How Should I Care For Dry Skin?
Most of the time, dry skin is caused by outside factors which is why it can be easily taken care of using external skin treatment. Revamping your everyday regimen will help improve and give you smooth and supple skin all over.
There are also a long list of dry skin treatment and home remedies that will help relieve itch and flakiness. To bring you out of your misery and prevent it from bothering you again, here are some simple but helpful skin care tips:
- Shorten your bath time. Five or ten minutes a day will do while adjusting the water temperature to lukewarm or tepid. The same temperature applies for hand washing. Skip the hot tub and bubble baths. Instead, use gentle, soap-free and creamy cleansers with moisturizers in it, both for the face and body. Avoid the ones that are heavily scented because artificial fragrance can also irritate and dry out your skin.

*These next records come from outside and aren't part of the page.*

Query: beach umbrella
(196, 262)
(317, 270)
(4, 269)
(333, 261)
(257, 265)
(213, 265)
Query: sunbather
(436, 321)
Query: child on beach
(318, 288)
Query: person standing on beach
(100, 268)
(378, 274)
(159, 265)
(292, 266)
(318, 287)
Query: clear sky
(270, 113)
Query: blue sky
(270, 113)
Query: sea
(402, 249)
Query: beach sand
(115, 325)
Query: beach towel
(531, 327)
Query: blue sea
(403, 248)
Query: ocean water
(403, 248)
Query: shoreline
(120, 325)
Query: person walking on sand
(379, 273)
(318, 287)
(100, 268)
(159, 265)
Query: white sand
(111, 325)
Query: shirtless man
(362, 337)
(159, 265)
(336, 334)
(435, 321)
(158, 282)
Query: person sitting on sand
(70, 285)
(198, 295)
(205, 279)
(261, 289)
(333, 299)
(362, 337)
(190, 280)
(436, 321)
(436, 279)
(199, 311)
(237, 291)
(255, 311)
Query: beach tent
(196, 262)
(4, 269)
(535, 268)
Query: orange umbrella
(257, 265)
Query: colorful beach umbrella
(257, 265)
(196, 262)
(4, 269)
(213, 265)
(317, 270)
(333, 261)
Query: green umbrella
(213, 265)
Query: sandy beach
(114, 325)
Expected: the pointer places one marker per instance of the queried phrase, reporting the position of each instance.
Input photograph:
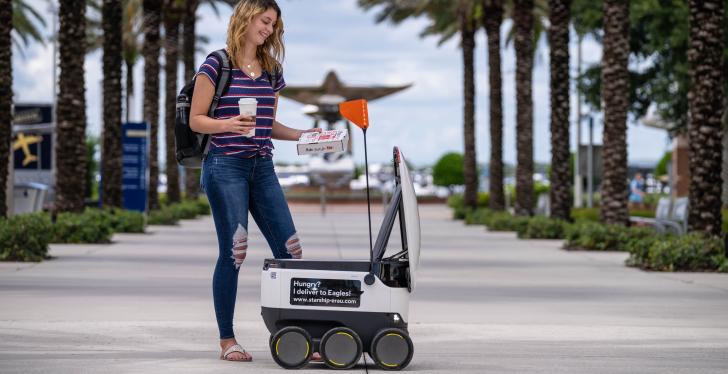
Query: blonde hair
(271, 52)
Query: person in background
(636, 192)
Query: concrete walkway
(485, 303)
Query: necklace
(249, 67)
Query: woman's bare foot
(225, 344)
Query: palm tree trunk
(152, 17)
(111, 148)
(523, 21)
(6, 98)
(192, 176)
(493, 17)
(559, 57)
(705, 57)
(467, 32)
(71, 107)
(171, 53)
(615, 83)
(129, 87)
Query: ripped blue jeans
(234, 186)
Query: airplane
(23, 142)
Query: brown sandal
(239, 349)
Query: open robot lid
(404, 205)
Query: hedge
(543, 228)
(25, 237)
(91, 226)
(691, 252)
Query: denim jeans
(234, 186)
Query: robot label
(326, 292)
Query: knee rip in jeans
(293, 246)
(240, 246)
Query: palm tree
(192, 181)
(523, 23)
(492, 19)
(150, 25)
(466, 15)
(111, 148)
(6, 97)
(705, 57)
(132, 45)
(447, 18)
(71, 107)
(173, 10)
(615, 83)
(559, 58)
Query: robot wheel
(341, 348)
(291, 347)
(391, 349)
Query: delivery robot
(343, 308)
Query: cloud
(322, 35)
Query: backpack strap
(223, 79)
(274, 77)
(221, 86)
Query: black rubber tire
(287, 344)
(341, 348)
(391, 349)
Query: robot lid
(411, 216)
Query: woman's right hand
(240, 124)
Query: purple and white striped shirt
(242, 85)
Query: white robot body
(344, 308)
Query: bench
(669, 217)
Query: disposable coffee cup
(248, 107)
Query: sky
(425, 121)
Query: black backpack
(191, 147)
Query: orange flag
(356, 111)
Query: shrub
(543, 228)
(691, 252)
(24, 237)
(585, 214)
(91, 226)
(504, 221)
(596, 236)
(185, 209)
(483, 199)
(457, 203)
(448, 170)
(162, 216)
(478, 216)
(123, 220)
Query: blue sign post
(135, 170)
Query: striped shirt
(243, 86)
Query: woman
(238, 173)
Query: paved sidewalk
(485, 303)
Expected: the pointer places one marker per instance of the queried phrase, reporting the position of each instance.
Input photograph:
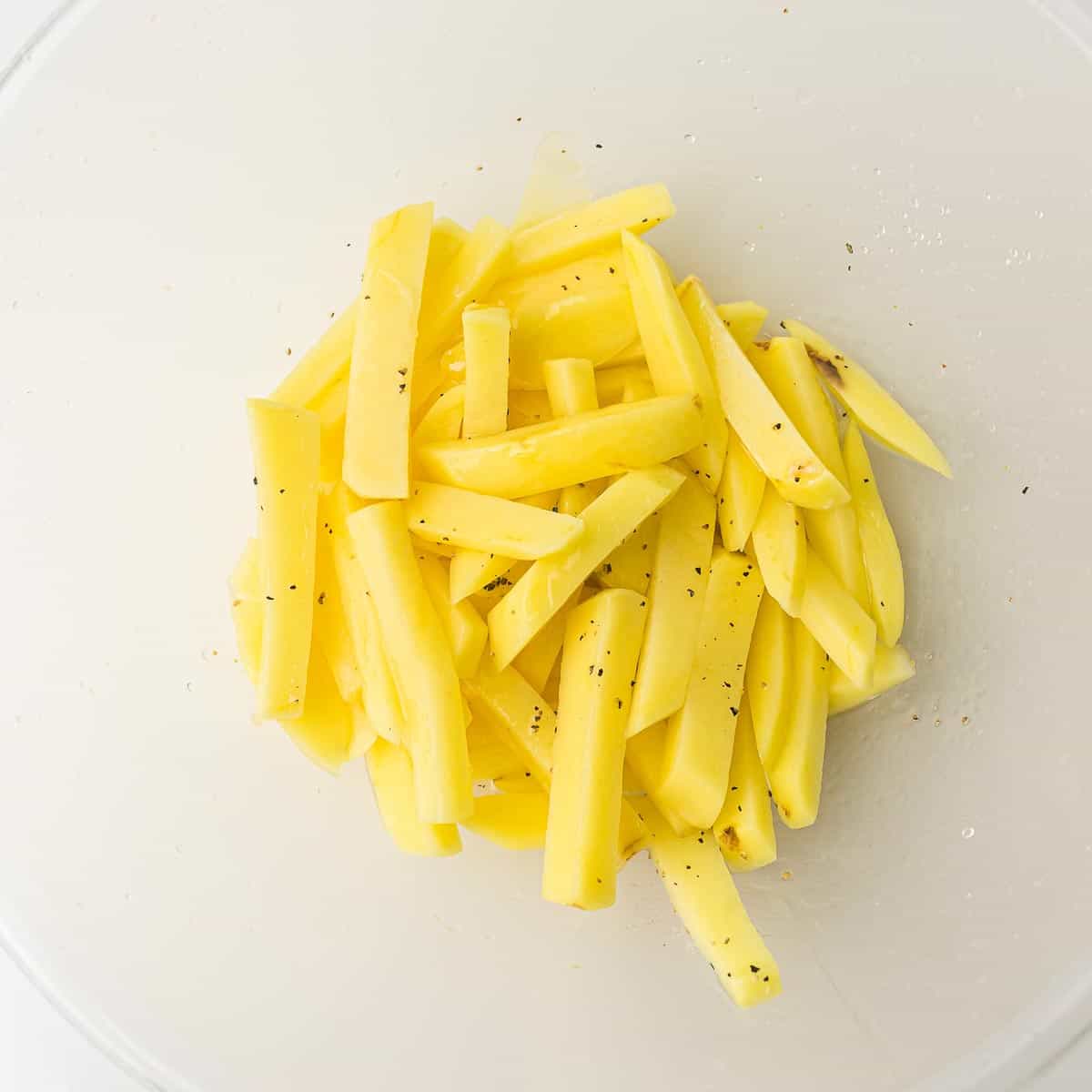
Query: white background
(38, 1049)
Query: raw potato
(511, 822)
(420, 662)
(699, 740)
(764, 429)
(675, 359)
(704, 896)
(745, 825)
(781, 550)
(392, 780)
(796, 776)
(486, 332)
(551, 581)
(285, 443)
(879, 547)
(676, 594)
(569, 451)
(377, 420)
(877, 412)
(475, 521)
(893, 666)
(602, 642)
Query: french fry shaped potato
(474, 521)
(676, 594)
(781, 550)
(675, 359)
(420, 662)
(704, 896)
(563, 452)
(576, 232)
(796, 778)
(877, 412)
(377, 419)
(285, 442)
(601, 644)
(550, 582)
(893, 667)
(743, 829)
(699, 740)
(882, 560)
(392, 781)
(765, 430)
(838, 622)
(513, 822)
(768, 681)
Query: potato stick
(781, 550)
(883, 562)
(377, 420)
(796, 778)
(392, 781)
(764, 429)
(323, 732)
(769, 678)
(486, 332)
(838, 622)
(420, 662)
(571, 386)
(740, 495)
(893, 666)
(602, 642)
(536, 661)
(325, 363)
(676, 594)
(877, 412)
(704, 895)
(675, 359)
(474, 571)
(512, 823)
(743, 320)
(285, 443)
(464, 520)
(443, 419)
(464, 627)
(631, 565)
(699, 740)
(577, 232)
(569, 451)
(582, 309)
(743, 829)
(550, 582)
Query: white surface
(174, 210)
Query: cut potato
(877, 412)
(698, 743)
(704, 895)
(675, 359)
(796, 776)
(745, 825)
(767, 431)
(563, 452)
(377, 419)
(392, 781)
(676, 594)
(285, 442)
(602, 642)
(420, 662)
(550, 582)
(474, 521)
(883, 561)
(486, 332)
(893, 666)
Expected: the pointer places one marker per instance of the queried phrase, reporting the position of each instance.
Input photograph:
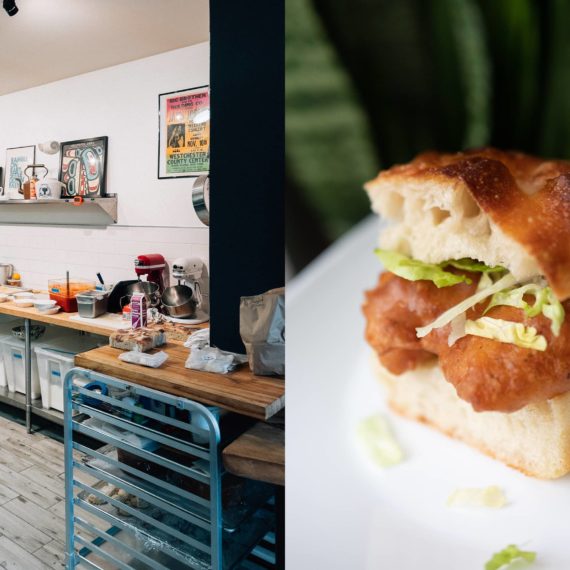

- Apply moisturizer often. After taking a bath or shower, pat your skin gently using a towel and leave it damp. Generally, the moisture dries off in 3 to 5 minutes after. So, while your skin is still moist and your pores are open, slather a generous amount of skin moisturizer or lotion to your face and whole body.Note: The best moisturizer for dry skin should have an oily or creamy consistency like shea butter. Olive oil is also one of the most effective natural dry skin remedies because of its moisturizing, anti-bacterial and antioxidant properties that closely resemble the oil produced in the skin. Use it as a natural moisturizer, bath oil or face mask. You can also combine it with other essential oils like lavender, evening primrose oil or Vitamin E for an extended shelf life and added benefits.
- Use a humidifier in your room. Especially during winter, the air becomes dry and gets even worse with heaters or the heat from the fireplace. At least 30% relative humidity is needed by the skin to stay moisturized. Keep your doors shut to prevent the humidity from escaping.
- Soothe, not scratch! Dry skin can be so itchy and irritating. Do not give in to the urge of scratching because you can end up with cuts that can easily get infected and prolong the healing process. To relieve itchy skin, apply a cold compress or Hydrocortisone cream over the dry patches. Aloe Vera gel is also an effective dry skin treatment that relieves itching, dryness and inflammation.
- Watch your diet and water intake. If you are suffering from a vitamin deficiency, better consult your nutritionist for a complete meal plan that will restore your body of the nutrients needed to maintain healthy skin. Skin foods are rich in Vitamin A or Beta Carotene (carrots, spinach, citrus fruits), Potassium (banana, tomatoes, potatoes, squash), Vitamin E (corn, asparagus, sunflower oil, oats) and essential fatty acids such as Omega-3 (in walnuts, flaxseed, salmon). Also, drinking lots of water will keep your skin hydrated from the inside.
If despite trying the above, your skin remains parched or itchy without any signs of a rash or you have developed open wounds and sores because of scratching, go to your doctor immediately for a proper diagnosis. There could be another reason for your condition and this should be addressed as soon as possible with the appropriate skin treatment.